Jeff Bardin, chief security strategist at security firm XA Systems said it is “scary” that some critical infrastructure organizations have no concept of cyber supply chain security.

Most hardware and software nowadays is developed outside of the United States, he told SCMagazineUS.com on Tuesday. The concern is that IT products built overseas could contain embedded backdoors and other advanced malware that could allow for espionage or damaging attacks.

“I don't think organizations are focused on looking for threats along the cyber supply chain,” Bardin said. “They are looking at it, but they have a long way to go. They are still fighting the battles at the perimeter. They are still deploying basic tools.”

The survey found that one-fifth of respondents believe their organization's security policies, procedures and technology safeguards are “fair” or “poor.”

“Because they are critical infrastructure, there is a civic duty to keep their systems and services up and running, but they are not doing the type of due diligence that you would expect,” Oltsik said. “My fear is [that] before we address these things, there will be a real serious attack, and we will learn the hard way.”

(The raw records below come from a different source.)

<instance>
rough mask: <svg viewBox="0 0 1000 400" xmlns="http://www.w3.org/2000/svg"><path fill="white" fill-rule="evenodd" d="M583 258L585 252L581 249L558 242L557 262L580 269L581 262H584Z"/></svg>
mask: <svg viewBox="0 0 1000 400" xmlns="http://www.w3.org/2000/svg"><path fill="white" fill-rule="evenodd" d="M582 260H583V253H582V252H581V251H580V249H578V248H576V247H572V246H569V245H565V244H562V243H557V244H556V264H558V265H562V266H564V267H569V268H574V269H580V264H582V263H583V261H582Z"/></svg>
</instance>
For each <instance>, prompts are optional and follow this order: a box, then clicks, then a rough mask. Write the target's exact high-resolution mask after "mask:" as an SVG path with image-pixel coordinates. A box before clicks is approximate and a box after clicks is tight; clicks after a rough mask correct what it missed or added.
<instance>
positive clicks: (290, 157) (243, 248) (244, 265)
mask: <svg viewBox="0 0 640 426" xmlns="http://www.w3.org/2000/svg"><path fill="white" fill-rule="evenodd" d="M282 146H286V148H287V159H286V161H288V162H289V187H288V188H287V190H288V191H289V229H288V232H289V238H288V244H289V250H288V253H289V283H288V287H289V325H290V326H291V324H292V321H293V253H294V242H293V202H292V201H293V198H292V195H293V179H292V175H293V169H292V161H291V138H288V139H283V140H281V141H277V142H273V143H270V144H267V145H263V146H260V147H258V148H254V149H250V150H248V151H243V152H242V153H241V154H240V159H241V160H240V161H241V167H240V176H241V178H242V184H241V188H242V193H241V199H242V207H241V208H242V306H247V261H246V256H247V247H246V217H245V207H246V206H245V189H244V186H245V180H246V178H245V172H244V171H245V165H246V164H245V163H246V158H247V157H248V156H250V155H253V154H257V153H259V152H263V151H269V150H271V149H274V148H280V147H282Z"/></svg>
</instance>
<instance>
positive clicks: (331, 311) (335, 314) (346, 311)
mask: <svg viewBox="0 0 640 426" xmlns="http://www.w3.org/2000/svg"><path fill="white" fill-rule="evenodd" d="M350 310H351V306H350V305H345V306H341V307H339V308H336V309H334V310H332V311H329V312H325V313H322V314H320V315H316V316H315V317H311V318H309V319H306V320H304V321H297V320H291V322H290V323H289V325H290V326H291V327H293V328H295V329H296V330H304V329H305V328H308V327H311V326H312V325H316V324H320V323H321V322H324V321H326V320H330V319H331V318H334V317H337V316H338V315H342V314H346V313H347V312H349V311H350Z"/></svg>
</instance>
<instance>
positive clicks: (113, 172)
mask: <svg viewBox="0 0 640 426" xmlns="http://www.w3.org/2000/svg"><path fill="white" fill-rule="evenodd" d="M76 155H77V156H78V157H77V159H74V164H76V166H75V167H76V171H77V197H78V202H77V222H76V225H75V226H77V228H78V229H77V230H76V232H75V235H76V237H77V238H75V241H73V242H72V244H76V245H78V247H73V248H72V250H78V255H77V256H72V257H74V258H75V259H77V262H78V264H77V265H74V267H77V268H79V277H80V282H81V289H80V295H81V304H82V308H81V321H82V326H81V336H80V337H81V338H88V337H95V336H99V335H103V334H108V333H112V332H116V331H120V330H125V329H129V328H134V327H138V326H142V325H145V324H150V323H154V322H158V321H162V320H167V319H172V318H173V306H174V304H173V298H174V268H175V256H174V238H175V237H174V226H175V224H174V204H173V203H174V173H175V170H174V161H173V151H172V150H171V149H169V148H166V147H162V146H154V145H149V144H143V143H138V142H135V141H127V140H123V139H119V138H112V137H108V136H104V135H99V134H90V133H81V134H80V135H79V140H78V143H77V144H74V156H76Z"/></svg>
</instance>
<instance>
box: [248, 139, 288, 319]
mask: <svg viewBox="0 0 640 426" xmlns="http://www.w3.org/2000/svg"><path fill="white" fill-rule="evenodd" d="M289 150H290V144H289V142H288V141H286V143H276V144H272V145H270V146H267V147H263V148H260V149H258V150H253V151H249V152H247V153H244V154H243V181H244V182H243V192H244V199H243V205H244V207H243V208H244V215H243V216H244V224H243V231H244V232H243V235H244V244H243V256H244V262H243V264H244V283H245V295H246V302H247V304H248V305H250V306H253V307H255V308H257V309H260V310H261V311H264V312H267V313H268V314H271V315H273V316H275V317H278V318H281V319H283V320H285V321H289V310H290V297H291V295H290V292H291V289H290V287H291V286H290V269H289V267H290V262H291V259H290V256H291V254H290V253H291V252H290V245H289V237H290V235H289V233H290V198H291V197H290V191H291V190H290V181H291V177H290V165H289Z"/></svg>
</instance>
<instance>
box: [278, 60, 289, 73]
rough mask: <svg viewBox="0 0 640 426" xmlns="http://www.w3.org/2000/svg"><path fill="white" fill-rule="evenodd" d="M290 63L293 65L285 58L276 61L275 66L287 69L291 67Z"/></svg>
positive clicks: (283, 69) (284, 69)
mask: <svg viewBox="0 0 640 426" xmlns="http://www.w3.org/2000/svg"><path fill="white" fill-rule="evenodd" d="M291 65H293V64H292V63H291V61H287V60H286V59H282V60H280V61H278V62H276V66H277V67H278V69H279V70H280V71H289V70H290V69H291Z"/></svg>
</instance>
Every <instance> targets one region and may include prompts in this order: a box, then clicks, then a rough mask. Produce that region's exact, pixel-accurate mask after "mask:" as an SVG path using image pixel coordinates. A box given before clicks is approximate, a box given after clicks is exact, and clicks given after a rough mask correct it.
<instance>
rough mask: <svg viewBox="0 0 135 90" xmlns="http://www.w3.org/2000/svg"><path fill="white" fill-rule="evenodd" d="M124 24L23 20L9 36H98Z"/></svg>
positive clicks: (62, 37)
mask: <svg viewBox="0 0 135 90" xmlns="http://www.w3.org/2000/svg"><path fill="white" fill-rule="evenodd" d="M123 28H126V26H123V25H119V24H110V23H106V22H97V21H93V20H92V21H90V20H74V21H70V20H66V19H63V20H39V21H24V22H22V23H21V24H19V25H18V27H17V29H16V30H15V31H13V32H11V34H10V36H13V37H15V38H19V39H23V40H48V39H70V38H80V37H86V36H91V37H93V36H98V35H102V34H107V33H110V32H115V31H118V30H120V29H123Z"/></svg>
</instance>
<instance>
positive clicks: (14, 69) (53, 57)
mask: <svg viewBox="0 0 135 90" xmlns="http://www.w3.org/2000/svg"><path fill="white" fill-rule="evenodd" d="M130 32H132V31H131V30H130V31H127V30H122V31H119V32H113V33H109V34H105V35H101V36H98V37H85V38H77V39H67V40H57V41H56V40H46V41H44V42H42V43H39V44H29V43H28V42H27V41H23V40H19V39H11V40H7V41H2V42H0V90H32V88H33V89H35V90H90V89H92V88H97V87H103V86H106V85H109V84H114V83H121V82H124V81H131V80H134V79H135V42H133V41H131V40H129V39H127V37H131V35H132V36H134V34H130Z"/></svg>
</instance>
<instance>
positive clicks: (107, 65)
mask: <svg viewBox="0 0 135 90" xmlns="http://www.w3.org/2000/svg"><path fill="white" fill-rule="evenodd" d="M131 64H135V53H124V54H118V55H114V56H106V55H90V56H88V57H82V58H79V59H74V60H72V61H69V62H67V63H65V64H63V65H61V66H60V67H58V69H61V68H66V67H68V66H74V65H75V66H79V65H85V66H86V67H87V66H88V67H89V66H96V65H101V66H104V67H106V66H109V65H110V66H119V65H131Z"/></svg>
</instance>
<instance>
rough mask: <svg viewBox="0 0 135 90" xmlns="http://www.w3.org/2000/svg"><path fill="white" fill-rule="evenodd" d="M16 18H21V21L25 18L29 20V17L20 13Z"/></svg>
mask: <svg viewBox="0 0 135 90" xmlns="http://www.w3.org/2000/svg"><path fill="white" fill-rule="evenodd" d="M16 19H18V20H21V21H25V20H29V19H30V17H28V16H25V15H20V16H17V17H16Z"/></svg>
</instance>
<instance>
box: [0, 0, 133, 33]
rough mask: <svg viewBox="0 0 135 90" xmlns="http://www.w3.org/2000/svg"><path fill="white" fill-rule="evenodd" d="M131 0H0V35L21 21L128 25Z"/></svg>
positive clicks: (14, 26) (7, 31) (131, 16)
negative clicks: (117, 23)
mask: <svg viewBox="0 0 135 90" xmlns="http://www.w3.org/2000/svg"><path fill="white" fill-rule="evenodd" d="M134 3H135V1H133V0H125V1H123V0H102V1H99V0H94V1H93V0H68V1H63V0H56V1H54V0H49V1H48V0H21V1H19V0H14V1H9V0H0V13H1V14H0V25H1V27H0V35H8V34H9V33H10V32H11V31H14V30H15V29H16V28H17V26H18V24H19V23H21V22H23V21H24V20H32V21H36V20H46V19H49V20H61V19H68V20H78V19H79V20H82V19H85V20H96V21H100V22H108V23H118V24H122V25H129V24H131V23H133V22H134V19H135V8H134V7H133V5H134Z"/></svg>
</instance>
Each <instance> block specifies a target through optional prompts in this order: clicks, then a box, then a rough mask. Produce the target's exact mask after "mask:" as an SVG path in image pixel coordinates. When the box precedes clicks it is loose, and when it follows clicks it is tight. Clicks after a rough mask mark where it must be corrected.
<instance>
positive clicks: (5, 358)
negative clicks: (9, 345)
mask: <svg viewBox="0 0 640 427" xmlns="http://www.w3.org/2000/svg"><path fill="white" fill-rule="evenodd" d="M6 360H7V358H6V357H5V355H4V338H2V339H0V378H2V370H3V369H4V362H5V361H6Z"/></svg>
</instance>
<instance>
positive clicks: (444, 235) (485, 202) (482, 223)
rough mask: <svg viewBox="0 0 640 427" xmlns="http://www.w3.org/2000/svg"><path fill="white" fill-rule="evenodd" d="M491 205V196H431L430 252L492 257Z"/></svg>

Most organizations surveyed have already experienced breaches, the survey found. Sixty-eight percent of respondents said their organization has suffered a breach in the past two years, and 13 percent said they have experienced more than three in that time, according to the report.

Interestingly, organizations with the strongest security policies, procedures and defenses reported the highest number of security breaches, Oltsik said. That is because less mature companies don't even realize they are being infiltrated.